28 DECEMBER 2006
With the weekly attacks on U.S. soldiers in Iraq surpassing 600, roadside bombs remain the weapon of choice for Iraqis intent on killing Americans. But beyond protecting soldiers on the ground, the U.S. military is also concerned about protecting against the much stronger impact of a missile striking a ship.
Most armor relies on mass to dissipate shock, but massive ships are slow ships. In a light, speedy warship, armor is often sacrificed for speed and maneuverability. Here's a brainstorm that could break that deadly equation: a "decorated, tapered, and highly nonlinear granular chain."
This is not a new-fangled Christmas-tree ornament, so we suppose some explanation is in order. Fasten your safety straps: elementary physics ahead!

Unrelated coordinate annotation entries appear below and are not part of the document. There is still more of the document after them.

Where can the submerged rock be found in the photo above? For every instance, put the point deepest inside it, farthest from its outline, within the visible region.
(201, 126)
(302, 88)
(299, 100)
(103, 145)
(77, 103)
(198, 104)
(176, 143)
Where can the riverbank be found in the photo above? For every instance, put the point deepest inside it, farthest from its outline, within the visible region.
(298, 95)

Courtesy Stéphane Job, Institut Superior de Mechaniques, Paris
To protect against impact, you need to dissipate the impact's kinetic energy. Typically, that's done with strong, heavy armor, but as missiles speed up, you may need so much mass that eventually the missile will either win, or the ship will sink.
Surajit Sen, a professor of physics at the State University of New York at Buffalo, has hit upon another idea: building armor of small, elastic spheres that will bounce around in a chaotic fashion. Because the balls have different masses, they move erratically, and much of the incoming kinetic energy gets transformed into heat and noise.

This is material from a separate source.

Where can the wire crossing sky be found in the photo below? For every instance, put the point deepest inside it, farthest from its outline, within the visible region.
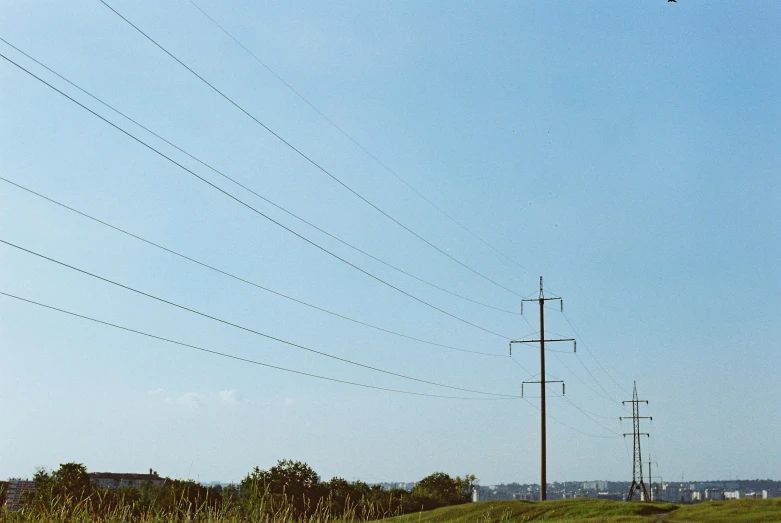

To survive the physics that follows, keep one idea in mind: if you want to punch someone out, you don't wrap your fist in a beanbag.

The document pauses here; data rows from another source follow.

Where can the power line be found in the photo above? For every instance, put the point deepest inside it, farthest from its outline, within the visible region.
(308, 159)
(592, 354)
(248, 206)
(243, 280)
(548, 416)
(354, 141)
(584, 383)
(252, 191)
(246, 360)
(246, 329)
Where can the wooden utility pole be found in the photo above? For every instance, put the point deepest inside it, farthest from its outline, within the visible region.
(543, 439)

As with so much in the science of mechanics, the starting point is Isaac Newton, father of the study of motion. Remember the toy called "Newton's cradle"? You drop the first ball, it bangs against the next, transferring almost all its energy. It's a chain reaction: The ball at the opposite end bounces out, falls back, and starts the whole process in reverse.
Photo: Penn State
As you know, the balls bounce for quite a while – meaning the kinetic energy is conserved. Simple as it is, Sen says the cradle was a starting point for his study of shock absorption, because conservation is the opposite of dissipation.
"Years ago, I basically got into the opposite problem, of shock transmission," Sen says. "I was studying solitary waves, also called solitons, energy lumps that move through granular material." A structure like Newton's cradle, he says, "is the perfect energy transmitter, the perfect shock transmitter, and that got me wondering, if you taper the size of the balls, could you break down the shock waves?"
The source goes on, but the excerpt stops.